Hampir tiap hari mereka, anak-anak muda, itu dengan setia menonton dan berdiskusi dengan para pembicara yang notabene adalah pembuat film-film yang diputar. Mereka merasa mendapat ilmu yang sangat bermanfaat bagi pengembangan keahlian yang mereka butuhkan sebagai calon pembuat film. “Selain teori yang canggih, kami juga mendapat petunjuk praktis yang pasti sudah teruji karena berasal dari pakarnya, “ kata Nisa, pembuat film ‘Langit Merah Bulan Juni’, mengutarakan kesannya bertemu dengan pembuat film professional seperti hartanto, Mualim M Sukethi, dan Johanes Aditya.
Sementara Agung Nugroho, aktivis petani dari Blabak, kabupaten Magelang, yang 2 kali datang menonton dan berdiskusi, mengatakan: “Saya memetik manfaat acara ini.
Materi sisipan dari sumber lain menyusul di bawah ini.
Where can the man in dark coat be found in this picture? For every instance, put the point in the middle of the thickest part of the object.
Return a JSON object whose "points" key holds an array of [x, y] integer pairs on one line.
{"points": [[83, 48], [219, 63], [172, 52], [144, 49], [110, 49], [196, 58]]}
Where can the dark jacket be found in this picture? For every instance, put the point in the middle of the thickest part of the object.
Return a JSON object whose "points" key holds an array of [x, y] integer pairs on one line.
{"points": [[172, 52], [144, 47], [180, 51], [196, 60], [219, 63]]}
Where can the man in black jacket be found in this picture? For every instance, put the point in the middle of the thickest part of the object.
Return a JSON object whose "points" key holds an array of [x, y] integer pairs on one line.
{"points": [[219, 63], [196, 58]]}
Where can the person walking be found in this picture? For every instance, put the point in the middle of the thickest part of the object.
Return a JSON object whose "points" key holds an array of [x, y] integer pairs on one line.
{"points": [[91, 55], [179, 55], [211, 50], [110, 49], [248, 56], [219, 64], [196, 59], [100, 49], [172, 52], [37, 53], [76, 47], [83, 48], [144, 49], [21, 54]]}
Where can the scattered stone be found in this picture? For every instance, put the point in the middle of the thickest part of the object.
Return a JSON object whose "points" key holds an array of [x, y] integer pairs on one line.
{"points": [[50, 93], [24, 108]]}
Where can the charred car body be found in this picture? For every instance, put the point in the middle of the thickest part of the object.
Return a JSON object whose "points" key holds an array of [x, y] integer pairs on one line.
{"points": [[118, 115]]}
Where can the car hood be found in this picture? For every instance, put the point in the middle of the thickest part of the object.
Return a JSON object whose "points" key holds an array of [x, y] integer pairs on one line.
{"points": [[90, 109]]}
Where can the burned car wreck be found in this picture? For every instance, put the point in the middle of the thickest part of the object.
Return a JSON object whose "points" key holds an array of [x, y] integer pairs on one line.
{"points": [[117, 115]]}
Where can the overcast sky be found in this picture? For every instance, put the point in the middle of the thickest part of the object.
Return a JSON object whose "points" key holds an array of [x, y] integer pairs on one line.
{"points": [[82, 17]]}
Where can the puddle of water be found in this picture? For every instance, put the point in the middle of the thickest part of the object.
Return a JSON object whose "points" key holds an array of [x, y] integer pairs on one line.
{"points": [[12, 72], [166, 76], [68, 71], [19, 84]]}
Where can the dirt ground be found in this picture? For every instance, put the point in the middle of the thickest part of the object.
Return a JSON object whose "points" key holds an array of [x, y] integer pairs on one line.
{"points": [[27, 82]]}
Saya tergerak untuk membuat film bagi pemberdayaan petani. Dari sini saya belajar bagaimana memulainya “.
Selain pujian dan harapan yang muncul mengiringi acara pekan film ini, tentu ada juga kritik dan pendapat berbeda. Seperti kesan Sutanto Mendut dalam sambutannya. “Saya menyayangkan kenapa tak ada dari para film-maker ini yang tertarik mengangkat tragedy Merapi. Apa kurang dramatisnya ratusan ibu-ibu yang berlarian dari desa-desa di lereng Merapi, menyelamatkan diri dan keluarganya ke kota-kota yang dianggap aman, “ sindir penggerak budaya Magelangan itu.
Kaji Habib, perupa Magelang Art pop-pourri melihat indikasi ‘politisasi’ acara pecan film ini. “Acara ini sudah dipolitikkan, “ katanya mengomentari acara pembukaan yang sarat dengan nuansa gugatan dan keprihatinan terhadap masalah pasar Rejowinangun.
Mualim, penanggungjawab acara ini, dengan santai menjawab kritik itu. “Soal film tentang Merapi mungkin sudah ada yang membuat. Tapi proses membuat film kan tidak semudah membalik telapak tangan. Mungkin nanti akan muncul film-film itu. Kita tunggu saja….” Ujar Mualim, yang berniat membuat film tentang Merapi, tapi bukan letusan Merapi yang menurutnya sudah over-expose. Tapi tentang tragedy politik tahun 65 yang terjadi di desa lereng Merapi.
Sedangkan menjawab kritik Kaji habib, Mualim mengatakan: “kalau berpolitik diartikan secara partisan, atau ingin mengejar kekuasaan seperti layaknya politikus, tentu kami jauh dari interest semacam itu”. Menurut produser film dokumenter yang banyak bekerjasama dengan LSM itu, seniman berrpolitik tujuannya mempengaruhi elite politik agar melahirkan politik yang beretika, yang memihak kepentingan rakyat. “Kami hanya menghimbau agar elite politik kota Magelang lebih serius memperhatikan penderitaan pedagang pasar Rejowinangun. Tentu appeal itu kami sampaikan dengan bahasa kami, bahasa seni. Bukankah itu salah satu kewajiban seniman ‘menyuarakan realitas jamannya’, “ papar Mualim sembari mengutip penggalan sajak Rendra.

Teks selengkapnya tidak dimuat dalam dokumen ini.